- Wish List
Macroscale Materials Simulation Tools
This page contains the following macroscale materials simulation tools:
- Creep deformation in RF-MEMS
- Gibbs— Symbolic Computation of Materials Thermodynamics
- Powder Compaction
- Thin-Film and Multi-Element Thermoelectric Devices Simulator
- One-Dimensional Finite Element Method Example
This tool simulates the response of a radio frequency MEMS switch fabricated at Purdue’s Birck Nanotechnology Center for our Center on the Prediction of Reliability, Integrity and Survivability of Microsystems (PRISM).
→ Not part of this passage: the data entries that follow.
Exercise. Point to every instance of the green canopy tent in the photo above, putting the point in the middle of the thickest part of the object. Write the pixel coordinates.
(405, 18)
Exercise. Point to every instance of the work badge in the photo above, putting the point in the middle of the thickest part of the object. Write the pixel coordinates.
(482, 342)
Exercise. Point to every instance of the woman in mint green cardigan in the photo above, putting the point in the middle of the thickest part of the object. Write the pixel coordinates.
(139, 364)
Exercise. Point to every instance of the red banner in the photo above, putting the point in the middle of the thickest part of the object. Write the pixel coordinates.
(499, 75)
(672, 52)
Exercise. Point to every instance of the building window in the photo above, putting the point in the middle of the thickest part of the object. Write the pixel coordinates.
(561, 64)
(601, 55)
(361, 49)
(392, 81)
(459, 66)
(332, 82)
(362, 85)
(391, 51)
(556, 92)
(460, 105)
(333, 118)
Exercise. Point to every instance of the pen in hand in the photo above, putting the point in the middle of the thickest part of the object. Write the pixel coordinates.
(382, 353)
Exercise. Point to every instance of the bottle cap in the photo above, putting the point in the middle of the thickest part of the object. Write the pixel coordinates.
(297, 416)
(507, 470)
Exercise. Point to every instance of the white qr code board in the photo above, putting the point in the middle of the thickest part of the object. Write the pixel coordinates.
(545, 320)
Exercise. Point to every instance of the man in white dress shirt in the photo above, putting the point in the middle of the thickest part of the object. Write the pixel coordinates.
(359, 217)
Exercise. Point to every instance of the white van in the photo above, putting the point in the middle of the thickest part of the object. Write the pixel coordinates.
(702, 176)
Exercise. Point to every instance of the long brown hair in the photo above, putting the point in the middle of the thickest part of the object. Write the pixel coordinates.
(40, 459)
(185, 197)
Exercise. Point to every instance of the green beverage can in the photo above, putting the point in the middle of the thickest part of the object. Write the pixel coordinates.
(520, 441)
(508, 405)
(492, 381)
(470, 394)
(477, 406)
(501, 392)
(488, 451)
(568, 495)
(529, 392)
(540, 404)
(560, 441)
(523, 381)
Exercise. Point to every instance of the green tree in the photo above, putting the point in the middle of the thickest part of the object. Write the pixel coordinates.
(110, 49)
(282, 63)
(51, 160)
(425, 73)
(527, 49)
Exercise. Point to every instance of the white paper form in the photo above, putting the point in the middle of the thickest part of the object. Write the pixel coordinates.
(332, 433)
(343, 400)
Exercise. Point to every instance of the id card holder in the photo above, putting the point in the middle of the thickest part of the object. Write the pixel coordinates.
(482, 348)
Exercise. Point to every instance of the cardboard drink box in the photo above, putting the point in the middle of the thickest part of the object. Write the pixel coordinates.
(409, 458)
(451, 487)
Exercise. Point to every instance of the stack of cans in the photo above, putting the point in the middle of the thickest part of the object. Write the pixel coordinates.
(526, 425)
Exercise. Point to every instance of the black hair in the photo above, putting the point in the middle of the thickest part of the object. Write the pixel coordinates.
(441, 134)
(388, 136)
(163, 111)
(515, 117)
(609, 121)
RF-MEMS devices are capacitive switches in which a membrane is moved to change the capacitance between the RF signal and ground. The metallic membrane in the PRISM device is made of polycrystalline Nickel with a thickness between 1 to 5 mm. The center metal conductor carries the RF signal and the actuation voltage. When no voltage is applied the membrane remains undeflected and the air gap of about 3 mm leads to a low capacitance; for sufficiently high applied voltages the membrane deflects and becomes in contact with the dielectric leading to an increase in capacitance of several orders of magnitude.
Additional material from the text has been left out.